This case demonstrates, step-by-step, how to create, test, and distribute a complete R package that integrates C language source code into the R programmimg environment.
Download examples for this use case:
Click here to the complete R package source and directory structure for this Use Case (Windows and Linux)
Download the installable R package demonstrated here: Linux OR Windows XP platforms.
Getting Started:
Many scientists using R software would like to integrate often-used algorithms written in high-level programming languages (e.g., C or Fortran), into the R environment so that they can integrate them with the R environment's data management, computational, and graphical capabilities .
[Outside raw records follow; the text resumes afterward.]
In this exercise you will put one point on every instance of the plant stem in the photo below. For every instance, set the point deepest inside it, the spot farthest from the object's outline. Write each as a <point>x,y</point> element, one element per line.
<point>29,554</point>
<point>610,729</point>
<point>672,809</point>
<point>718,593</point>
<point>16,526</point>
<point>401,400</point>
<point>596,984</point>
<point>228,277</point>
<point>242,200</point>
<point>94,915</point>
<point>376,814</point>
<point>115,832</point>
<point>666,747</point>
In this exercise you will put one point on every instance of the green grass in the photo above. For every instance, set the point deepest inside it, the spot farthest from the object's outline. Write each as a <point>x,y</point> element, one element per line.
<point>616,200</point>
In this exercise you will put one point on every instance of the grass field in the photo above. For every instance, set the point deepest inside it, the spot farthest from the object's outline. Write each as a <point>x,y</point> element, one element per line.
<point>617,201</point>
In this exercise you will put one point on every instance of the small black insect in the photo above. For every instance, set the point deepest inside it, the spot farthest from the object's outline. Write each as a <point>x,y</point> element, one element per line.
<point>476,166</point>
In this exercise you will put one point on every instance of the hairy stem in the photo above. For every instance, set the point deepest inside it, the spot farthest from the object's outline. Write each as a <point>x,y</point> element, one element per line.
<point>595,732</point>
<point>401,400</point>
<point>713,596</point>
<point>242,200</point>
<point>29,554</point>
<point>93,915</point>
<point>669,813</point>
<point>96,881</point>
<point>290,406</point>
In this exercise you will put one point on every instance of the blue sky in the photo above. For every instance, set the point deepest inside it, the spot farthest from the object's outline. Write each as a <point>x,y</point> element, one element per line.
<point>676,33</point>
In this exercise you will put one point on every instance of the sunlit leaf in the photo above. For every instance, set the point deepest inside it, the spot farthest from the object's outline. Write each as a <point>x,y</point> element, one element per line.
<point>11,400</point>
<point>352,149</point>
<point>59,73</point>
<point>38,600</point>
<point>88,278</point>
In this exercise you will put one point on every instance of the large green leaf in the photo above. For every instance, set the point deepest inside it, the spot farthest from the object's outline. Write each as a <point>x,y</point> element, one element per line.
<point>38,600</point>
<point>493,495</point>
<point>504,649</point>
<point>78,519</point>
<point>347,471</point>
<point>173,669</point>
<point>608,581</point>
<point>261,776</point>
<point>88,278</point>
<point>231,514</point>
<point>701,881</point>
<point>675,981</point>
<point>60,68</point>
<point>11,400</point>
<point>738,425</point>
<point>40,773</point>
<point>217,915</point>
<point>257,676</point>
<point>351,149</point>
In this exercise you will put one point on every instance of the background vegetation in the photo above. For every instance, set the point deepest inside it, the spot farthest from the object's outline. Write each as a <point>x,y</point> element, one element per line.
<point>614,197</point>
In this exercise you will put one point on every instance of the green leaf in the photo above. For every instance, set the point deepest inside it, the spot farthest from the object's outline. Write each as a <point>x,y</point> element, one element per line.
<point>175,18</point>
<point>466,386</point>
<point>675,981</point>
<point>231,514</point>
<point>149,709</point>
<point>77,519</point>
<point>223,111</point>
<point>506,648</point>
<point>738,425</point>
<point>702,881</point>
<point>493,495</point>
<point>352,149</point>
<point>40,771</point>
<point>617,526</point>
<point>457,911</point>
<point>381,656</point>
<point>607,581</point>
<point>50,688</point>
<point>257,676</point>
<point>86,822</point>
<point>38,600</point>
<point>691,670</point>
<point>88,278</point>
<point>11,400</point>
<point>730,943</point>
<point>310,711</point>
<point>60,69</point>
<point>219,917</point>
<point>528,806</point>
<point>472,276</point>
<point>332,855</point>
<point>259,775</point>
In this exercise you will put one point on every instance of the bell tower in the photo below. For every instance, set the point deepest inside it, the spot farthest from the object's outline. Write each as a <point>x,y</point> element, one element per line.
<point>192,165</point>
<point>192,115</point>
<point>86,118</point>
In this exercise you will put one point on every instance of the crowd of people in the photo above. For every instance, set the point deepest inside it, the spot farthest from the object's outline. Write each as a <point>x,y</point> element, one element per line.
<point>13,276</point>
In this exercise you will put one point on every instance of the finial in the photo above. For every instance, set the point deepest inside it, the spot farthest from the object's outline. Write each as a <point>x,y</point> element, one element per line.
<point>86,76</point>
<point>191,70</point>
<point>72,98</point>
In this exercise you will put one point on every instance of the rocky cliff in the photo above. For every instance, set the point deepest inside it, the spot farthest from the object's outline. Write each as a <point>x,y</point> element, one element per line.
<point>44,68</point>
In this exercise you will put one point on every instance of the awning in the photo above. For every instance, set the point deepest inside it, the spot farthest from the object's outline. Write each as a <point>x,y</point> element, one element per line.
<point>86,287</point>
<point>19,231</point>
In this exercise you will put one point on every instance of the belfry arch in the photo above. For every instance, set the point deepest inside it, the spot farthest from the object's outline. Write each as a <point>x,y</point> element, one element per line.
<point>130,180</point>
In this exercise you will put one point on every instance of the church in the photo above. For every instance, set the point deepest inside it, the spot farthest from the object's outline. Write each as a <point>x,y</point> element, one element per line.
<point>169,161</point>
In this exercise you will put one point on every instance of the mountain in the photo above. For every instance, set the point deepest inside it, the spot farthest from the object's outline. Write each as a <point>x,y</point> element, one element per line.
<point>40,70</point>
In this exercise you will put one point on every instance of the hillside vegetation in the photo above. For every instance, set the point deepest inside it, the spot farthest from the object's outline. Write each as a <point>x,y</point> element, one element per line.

These R users have two options: The first is to re-code the algorithm as an R script (implemented as an R function), and call the function from the R command line. However, substantial time and effort may be required to re-code the algorithm in R, and thenvalidate the answers given by the new R script. The second option is to encapsulate the high-level language 'legacy' code within a new R package, and then add the new package to their R programming environment.
Assume that you have C function that you wish to call from an R script. Specifically, you wish to pass data from R into the C function, and have the function return the results to the R environment through the function call. For example:
> Results = ComputeFunctionR(ScalarParam, InputVector)
Where:
ScalarParam: A single input parameter
InputVector: A one-dimensional array
Results: Data generated by the C function, and returned to the R environment.
This function passes the two argument list parameters into the C function, receives the results matrix returned, and passes it back through the R command line, storing the returned matrix in Results. Note that Results could be a scalar (single) number, a vector/matrix, or a character string.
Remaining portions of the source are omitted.